Study 2: Aimed to Identify the Reasons Why African Americans Experience Lower Gestational Age and Increased Risk of Preterm Birth Associated with Singleton Pregnancies from IVF Compared to Caucasian Women

In the second study, researchers set out to identify whether African-American women with singleton IVF pregnancies were more likely than their Caucasian counterparts to experience preterm birth. Prior studies of predominantly naturally conceived pregnancies, have consistently demonstrated that African-American women have a higher risk for preterm delivery, and this has been hypothesized to be largely attributable to decreased access to care. Therefore the investigators set out to determine whether this increased risk was also present in the IVF population, who, by definition, have access to healthcare.

What did the findings show?

“Singleton births among African-American IVF patients occur almost a week earlier, and are three times more likely to be very preterm (28-32 weeks) or extremely preterm (<28 weeks) compared with Caucasians,” says Lauren Bishop, a lead investigator on this study.

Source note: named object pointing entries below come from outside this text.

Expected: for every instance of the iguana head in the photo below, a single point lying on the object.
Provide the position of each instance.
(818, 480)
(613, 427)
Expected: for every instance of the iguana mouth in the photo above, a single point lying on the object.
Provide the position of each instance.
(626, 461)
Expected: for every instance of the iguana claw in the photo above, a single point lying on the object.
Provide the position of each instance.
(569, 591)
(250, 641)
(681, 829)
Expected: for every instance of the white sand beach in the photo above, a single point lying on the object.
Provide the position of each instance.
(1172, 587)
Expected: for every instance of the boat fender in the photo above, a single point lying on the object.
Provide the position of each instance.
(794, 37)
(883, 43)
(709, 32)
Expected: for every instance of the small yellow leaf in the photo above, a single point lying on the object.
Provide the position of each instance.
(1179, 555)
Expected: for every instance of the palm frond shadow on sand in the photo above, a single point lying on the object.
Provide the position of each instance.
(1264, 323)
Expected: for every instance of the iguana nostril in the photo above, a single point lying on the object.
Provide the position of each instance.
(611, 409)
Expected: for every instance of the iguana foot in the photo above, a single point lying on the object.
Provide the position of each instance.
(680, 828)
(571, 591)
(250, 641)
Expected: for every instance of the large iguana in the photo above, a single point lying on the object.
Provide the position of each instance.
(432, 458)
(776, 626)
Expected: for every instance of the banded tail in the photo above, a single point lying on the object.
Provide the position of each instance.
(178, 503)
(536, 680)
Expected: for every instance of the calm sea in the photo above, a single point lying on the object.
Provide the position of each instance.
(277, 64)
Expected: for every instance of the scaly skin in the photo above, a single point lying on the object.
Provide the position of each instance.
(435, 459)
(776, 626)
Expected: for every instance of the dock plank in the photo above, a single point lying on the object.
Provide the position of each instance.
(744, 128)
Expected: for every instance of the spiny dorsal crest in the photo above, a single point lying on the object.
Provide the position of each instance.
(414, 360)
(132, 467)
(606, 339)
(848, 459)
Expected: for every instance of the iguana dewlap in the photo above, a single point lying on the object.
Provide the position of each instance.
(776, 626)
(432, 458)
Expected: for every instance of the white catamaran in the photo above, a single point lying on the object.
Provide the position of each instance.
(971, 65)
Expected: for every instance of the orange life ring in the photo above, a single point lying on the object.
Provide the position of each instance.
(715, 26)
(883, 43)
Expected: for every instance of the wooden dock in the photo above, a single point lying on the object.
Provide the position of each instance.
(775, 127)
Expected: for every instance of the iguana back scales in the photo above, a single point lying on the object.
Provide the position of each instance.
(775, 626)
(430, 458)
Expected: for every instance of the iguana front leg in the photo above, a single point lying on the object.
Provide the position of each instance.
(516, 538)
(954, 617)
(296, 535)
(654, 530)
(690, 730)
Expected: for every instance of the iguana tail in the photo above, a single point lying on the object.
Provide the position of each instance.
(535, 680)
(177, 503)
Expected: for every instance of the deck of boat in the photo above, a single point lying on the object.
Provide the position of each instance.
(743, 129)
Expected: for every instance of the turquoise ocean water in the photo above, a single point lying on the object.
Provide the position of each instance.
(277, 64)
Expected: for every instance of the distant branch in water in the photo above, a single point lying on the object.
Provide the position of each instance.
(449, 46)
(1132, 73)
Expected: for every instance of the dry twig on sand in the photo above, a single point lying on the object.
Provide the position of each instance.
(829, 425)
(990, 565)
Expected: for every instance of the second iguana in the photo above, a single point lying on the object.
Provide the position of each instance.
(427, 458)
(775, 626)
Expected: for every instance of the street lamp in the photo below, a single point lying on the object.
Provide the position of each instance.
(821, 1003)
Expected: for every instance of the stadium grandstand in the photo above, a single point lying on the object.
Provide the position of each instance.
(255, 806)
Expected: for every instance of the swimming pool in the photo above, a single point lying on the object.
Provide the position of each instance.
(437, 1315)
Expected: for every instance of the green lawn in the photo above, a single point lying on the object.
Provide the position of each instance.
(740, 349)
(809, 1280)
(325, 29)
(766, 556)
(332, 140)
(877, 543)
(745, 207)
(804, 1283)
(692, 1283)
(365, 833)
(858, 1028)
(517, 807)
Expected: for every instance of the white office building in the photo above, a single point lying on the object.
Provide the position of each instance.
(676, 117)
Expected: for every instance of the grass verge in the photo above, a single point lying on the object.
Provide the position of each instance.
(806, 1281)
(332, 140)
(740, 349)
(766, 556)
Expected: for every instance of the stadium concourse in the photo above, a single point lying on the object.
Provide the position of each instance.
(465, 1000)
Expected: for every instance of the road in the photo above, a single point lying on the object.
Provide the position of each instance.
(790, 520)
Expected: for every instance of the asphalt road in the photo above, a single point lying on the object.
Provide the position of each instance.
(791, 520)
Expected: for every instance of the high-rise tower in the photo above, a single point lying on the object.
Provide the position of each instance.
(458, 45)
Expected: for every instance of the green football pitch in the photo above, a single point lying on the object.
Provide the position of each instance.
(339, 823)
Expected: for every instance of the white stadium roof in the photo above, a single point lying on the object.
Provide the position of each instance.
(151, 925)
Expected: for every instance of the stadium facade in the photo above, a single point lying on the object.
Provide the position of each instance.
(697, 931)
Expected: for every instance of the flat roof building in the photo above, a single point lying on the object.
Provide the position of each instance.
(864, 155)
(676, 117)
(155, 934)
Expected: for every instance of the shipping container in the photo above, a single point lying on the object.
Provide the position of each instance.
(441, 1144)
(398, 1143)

“Unfortunately, in addition to lower live birth rates from IVF, African Americans are also more likely to experience preterm birth following IVF, and uterine factors are most likely the cause of both. Fibroids disproportionately affect our African-American population and are likely a major contributor to the poorer outcomes we observed in these two studies. The good news is that armed with this information, we can act as advocates for this patient population and do more research to further evaluate for causes and solutions,” says Dr. Sasson who was also a key researcher on this second study.

What is the biggest takeaway of both of these studies?

Given uterine conditions are more prevalent among African-American women, SGF physicians recommend that when infertility or recurrent pregnancy loss occur, patients should consult with a specialist right away.  One in eight couples experience infertility, and SGF strives to reach as many people as possible, since early intervention offers the best chances of success.

Why Research? 

We view research as a way of “giving back” to our field as it gives us tremendous insights into the best fertility practices. Our commitment to continual improvement keeps us among the forefront, innovating and refining, which ultimately provides better outcomes—not just the treatment of our patients but of those across the country.

“Research remains one of the key pillars at SGF. It is, after all, the only way we can understand how to provide better treatment, improved care, and more successful results,” says Kevin S. Richter, Ph.D., Research Scientist for Shady Grove Fertility.